Samoa Kava farmers have opportunity to re-open a USD$250m export market

Kava drinking ceremony a crucial part of Samoan culture. The Auckland Super City Mayor Taua’aletoa Len Brown taking his kava cup during the bestowal of his chiefly title at Lepa village.

APIA: FRIDAY 13 JUNE 2014: “Samoa and Pacific Kava farmers will have the opportunity to re-open an export market that was about USD$250m per annum back in the late 1990s.” This is the joyful reaction from the President of the Samoa Manufacturers Association, Tagaloa Eddie Wilson – a pioneer exporter of kava to the European market before the market collapsed 12 years ago due to health claims.

Yesterday, one of Germany’s highest courts – Germany’s Federal Administrative Court ruled that Germany’s ban on products containing kava (Piper methysticum) is unlawful and inappropriate.

The decision overturned a ban brought in 2002 because of public health authorities’ fears over kava’s toxicity.

“At the time the Kava trade was estimated to contribute an average of at least 20% of GDPs for the Pacific Kava Producing countries-including Samoa,” says Tagaloa.

The Court Case was pursued by an Arm of the International Kava Executive Council- which is the German Pharmaceutical Industry and Tagaloa has been closely associated with the case up to its outcome.

“The reaction naturally is thank God- because it has taken us, IKEC and the Pacific 14 years to get to this,” he told Talamua.

“Personally – I am very satisfied and pleased for all the efforts of all those that assisted in the process – I am over the moon- and the magnitude of the decision has yet to sink in.”

But the hard work has yet to start given the time lapse which affected the farmers and growers investment and interest. “One thing for sure- SAME and IKEC has a lot of work to do to rebuild the capacity for the farmers and establish Quality Control (Certifiable) Systems to assure quality,” Tagaloa told Talamua.

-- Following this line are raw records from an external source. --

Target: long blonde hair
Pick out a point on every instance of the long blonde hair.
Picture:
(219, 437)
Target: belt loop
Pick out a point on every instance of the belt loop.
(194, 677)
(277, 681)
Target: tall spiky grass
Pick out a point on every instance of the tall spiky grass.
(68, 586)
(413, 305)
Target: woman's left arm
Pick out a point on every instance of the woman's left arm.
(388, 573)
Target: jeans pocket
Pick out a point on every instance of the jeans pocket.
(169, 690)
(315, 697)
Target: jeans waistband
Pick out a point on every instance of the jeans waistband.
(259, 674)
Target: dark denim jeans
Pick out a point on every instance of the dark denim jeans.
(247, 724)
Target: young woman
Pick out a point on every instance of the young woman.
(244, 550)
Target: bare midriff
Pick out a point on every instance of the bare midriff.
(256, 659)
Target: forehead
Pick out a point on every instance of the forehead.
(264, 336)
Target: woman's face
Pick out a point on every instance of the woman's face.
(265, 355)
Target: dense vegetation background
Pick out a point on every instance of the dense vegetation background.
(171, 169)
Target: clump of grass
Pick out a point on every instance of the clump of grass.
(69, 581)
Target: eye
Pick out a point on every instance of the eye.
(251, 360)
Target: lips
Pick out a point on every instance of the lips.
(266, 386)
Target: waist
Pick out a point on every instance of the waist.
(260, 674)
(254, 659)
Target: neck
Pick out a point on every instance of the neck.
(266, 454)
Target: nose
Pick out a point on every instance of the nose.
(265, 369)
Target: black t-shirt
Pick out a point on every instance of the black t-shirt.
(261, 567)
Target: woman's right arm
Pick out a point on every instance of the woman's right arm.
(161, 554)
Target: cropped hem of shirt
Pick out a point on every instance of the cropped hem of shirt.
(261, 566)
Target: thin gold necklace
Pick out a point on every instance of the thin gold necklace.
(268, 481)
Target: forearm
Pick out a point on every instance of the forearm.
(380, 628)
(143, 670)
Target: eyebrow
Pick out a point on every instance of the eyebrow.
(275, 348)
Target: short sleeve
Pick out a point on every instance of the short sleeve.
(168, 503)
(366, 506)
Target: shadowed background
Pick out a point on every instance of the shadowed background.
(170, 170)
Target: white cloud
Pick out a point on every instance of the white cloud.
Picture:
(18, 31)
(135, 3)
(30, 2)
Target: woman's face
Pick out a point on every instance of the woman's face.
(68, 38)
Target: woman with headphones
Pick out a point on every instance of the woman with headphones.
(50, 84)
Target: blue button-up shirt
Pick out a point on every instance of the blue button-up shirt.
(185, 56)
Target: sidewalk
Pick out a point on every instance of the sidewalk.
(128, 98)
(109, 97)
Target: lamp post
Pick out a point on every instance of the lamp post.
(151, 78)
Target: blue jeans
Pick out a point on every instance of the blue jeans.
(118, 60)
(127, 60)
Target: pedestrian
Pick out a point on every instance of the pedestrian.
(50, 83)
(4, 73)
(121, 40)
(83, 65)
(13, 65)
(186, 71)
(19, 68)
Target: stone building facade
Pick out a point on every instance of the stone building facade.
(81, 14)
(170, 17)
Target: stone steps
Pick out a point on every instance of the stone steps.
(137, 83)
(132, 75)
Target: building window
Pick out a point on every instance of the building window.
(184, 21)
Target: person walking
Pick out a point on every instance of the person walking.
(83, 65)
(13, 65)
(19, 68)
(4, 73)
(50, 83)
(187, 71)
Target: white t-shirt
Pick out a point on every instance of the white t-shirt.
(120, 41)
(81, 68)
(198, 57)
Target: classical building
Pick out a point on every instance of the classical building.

Talamua understands that kava growing regions such as Fagaloa in Upolu and Salega in Savaii island, have been controlling the kava prices locally since the collapse of the European market and there is a need for stringent export standards and quality controls for the European market if it opens up again following the lifting of the ban.

“It will mean that Samoa and Pacific Kava farmers will have the opportunity to re-open an export market that was about USD$250m per annum back in the late 1990s. The Kava trade was estimated to contribute an average of at least 20% of GDPs for the Pacific Kava Producing countries-including Samoa,” says Tagaloa.